Understanding Micro, Macro, and Weighted Averages for Scikit-Learn metrics in multi-class classification with example
A tutorial on Pandas apply, applymap, map, and transform
Show all

Evaluation metrics for Multi-Label Classification with Python codes

10 mins read

In a traditional classification problem formulation, classes are mutually exclusive. In other words, under the condition of mutual exclusivity, each training example can belong only to one class. In such cases, classification errors occur due to overlapping classes in the feature space. However, often we encounter tasks where a data point can belong to multiple classes. In such cases, we pivot the traditional classification problem formulation to a Multi-Label Classification framework where we assume each label to be a Bernoulli random variable representing a different classification task.


  • Multiclass classification: classification task with more than two classes. Each sample can only be labeled as one class.
  • For example, classification using features extracted from a set of images of fruit, where each image may either be of an orange, an apple, or a pear. Each image is one sample and is labeled as one of the 3 possible classes. Multiclass classification makes the assumption that each sample is assigned to one and only one label – one sample cannot, for example, be both pear and an apple.
  • Multilabel classification: classification task labeling each sample with x labels from n_classes possible classes, where x can be 0 to n_classes inclusive. This can be thought of as predicting properties of a sample that are not mutually exclusive. Formally, binary output is assigned to each class, for every sample. Positive classes are indicated with 1 and negative classes with 0 or -1. It is thus comparable to running n_classes binary classification tasks, for example with sklearn. multioutput.MultiOutputClassifier. This approach treats each label independently whereas multilabel classifiers may treat the multiple classes simultaneously, accounting for correlated behavior among them.
  • For example, prediction of the topics relevant to a text document or video. The document or video may be about one of ‘religion’, ‘politics’, ‘finance’ or ‘education’, several of the topic classes, or all of the topic classes.

The difference between multi-class classification & multi-label classification is that in multi-class problems the classes are mutually exclusive, whereas for multi-label problems each label represents a different classification task, but the tasks are somehow related.

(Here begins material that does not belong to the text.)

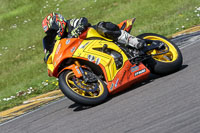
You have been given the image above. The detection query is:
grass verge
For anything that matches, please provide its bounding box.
[0,0,200,111]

From an implementation standpoint –

  1. We use the sigmoid activation function in the final layer instead of using a softmax activation.
  2. We use binary cross-entropy loss instead of categorical cross-entropy.

There are numerous blogs out there with details on how to train a multi-label classifier using popular frameworks (Sklearn, Keras, Tensorflow, PyTorch, etc). However, evaluating the performance of any machine learning algorithm is a critical piece of the puzzle.

In this blog post, we would focus on different evaluation metrics that can be used for evaluating the performance of a multilabel classifier. The evaluation metrics for multi-label classification can be broadly classified into two categories —

  • Example-Based Evaluation Metrics
  • Label Based Evaluation Metrics.

Example-Based Evaluation Metrics

The example-based evaluation metrics are designed to compute the average difference between the true labels and the predicted labels for each training data point, averaged over all the training examples in the dataset.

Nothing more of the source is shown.